Manchester City 4, Aston Villa 1: Mat Kendrick's big match verdict

IT was an oh-so telling moment when the claret and blue away fans turned their backs on Alex McLeish and his Villa players midway through the second half at this of all places.

The Etihad, or whatever it’s called nowadays, has been the scene of some significantly sombre events in the very recent history of AVFC.

It is the venue where Villa’s Champions League dream died indefinitely in May 2010 when Martin O’Neill’s top-four hopefuls lost out in phase one of Roberto Mancini and Sheikh Mansour’s multi-million Blue Moon masterplan.

It is the venue where the first public fan dissent of the Gerard Houllier era was heard in last season’s 4-0 league drubbing in late December, growing from a miserable murmur to a chorus of condemnation with February’s unforgivable forfeiting of an FA Cup tie.

It is the venue two of Villa’s former bright hopes Gareth Barry and James Milner – now both FA Cup winners and Champions League players – were apparently vindicated in choosing over Villa Park to achieve football, and financial, fulfilment in a hurry.

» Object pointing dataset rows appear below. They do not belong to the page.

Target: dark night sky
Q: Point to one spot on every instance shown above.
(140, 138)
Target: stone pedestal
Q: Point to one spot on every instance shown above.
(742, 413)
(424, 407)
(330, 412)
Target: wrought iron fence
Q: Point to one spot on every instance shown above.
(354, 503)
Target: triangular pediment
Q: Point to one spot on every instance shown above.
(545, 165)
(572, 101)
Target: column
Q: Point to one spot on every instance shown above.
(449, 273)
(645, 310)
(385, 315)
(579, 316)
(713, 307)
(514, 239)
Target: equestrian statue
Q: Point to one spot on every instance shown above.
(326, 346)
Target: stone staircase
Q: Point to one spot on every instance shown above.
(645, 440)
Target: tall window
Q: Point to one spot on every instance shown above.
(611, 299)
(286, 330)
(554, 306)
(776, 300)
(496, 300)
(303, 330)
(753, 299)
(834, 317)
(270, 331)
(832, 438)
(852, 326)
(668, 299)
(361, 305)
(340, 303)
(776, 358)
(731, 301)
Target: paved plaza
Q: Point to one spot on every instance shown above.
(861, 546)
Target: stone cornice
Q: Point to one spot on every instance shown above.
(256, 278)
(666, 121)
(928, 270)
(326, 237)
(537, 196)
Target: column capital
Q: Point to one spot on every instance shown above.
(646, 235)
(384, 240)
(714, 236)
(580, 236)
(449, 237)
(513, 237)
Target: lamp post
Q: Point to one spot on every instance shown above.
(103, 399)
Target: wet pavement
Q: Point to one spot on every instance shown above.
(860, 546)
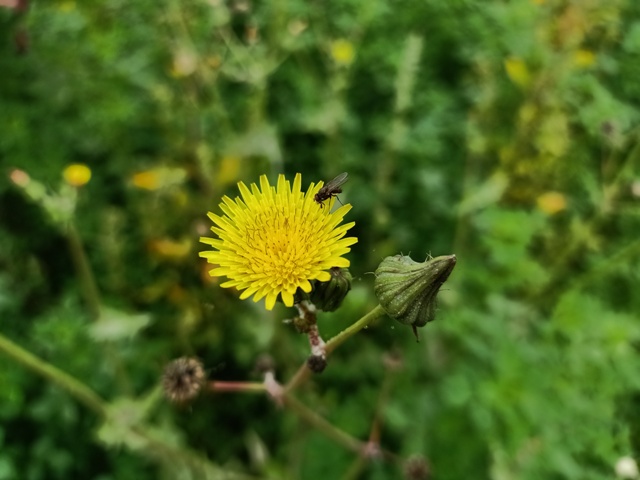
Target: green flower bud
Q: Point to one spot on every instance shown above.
(407, 290)
(328, 296)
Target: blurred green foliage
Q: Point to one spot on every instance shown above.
(504, 132)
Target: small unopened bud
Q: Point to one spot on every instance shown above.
(407, 290)
(328, 296)
(182, 379)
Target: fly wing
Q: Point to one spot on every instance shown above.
(337, 182)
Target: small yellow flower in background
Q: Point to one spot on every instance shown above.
(20, 177)
(275, 240)
(185, 62)
(584, 58)
(517, 71)
(552, 202)
(342, 52)
(77, 174)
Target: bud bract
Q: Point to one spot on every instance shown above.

So with 65 minutes on the clock on Saturday afternoon and transitional Villa heading to a comprehensive defeat to a top-flight force destined for the Premier League summit and a genuine title tilt, the reaction of the travelling claret and blue brigade said it all.

Collectively, they threw their arms around each other’s shoulders, span away from the pitch and bounced up and down with a Villa version of City’s ‘Poznan’ dance, greeting Stephen Warnock’s fierce strike from Gabby Agbonlahor’s cross as if it were a winner rather than a consolation.

It’s called gallows humour.

By that stage Villa were 3-1 down after gifting set-piece goals to Mario Balotelli and Vincent Kompany, with a Warnock -assisted Adam Johnson goal in between.

Milner, with the help of Barry, was still to make it four with a wonder goal carrying a Bodymoor Heath hallmark.

But if the visitors’ tongue-in-cheek celebration put a brave face on an 11th away defeat at City in 12 matches, most notably it signalled a grim acknowledgement of their current place in the scheme of things compared to hosts intent on English and European football domination.

It suggested that rather than arguing over whether Randy Lerner, O’Neill, Houllier, McLeish, Barry, Milner et al, or all of the above and more, should be scapegoats, the claret and blue family do realise the City slickers are responsible for changing the Premier League landscape beyond Villa’s immediate reach.

As unpalatable as it was, Saturday provided a salutary lesson to Villa’s followers that blaming their own is far less productive than sticking together and enjoying supporting their club for better or worse. Not that the club’s irrepressible away fans need telling.

While Villa’s prospects and personnel have changed dramatically, their fans’ positive and vocal backing on their travels has been the one welcome constant.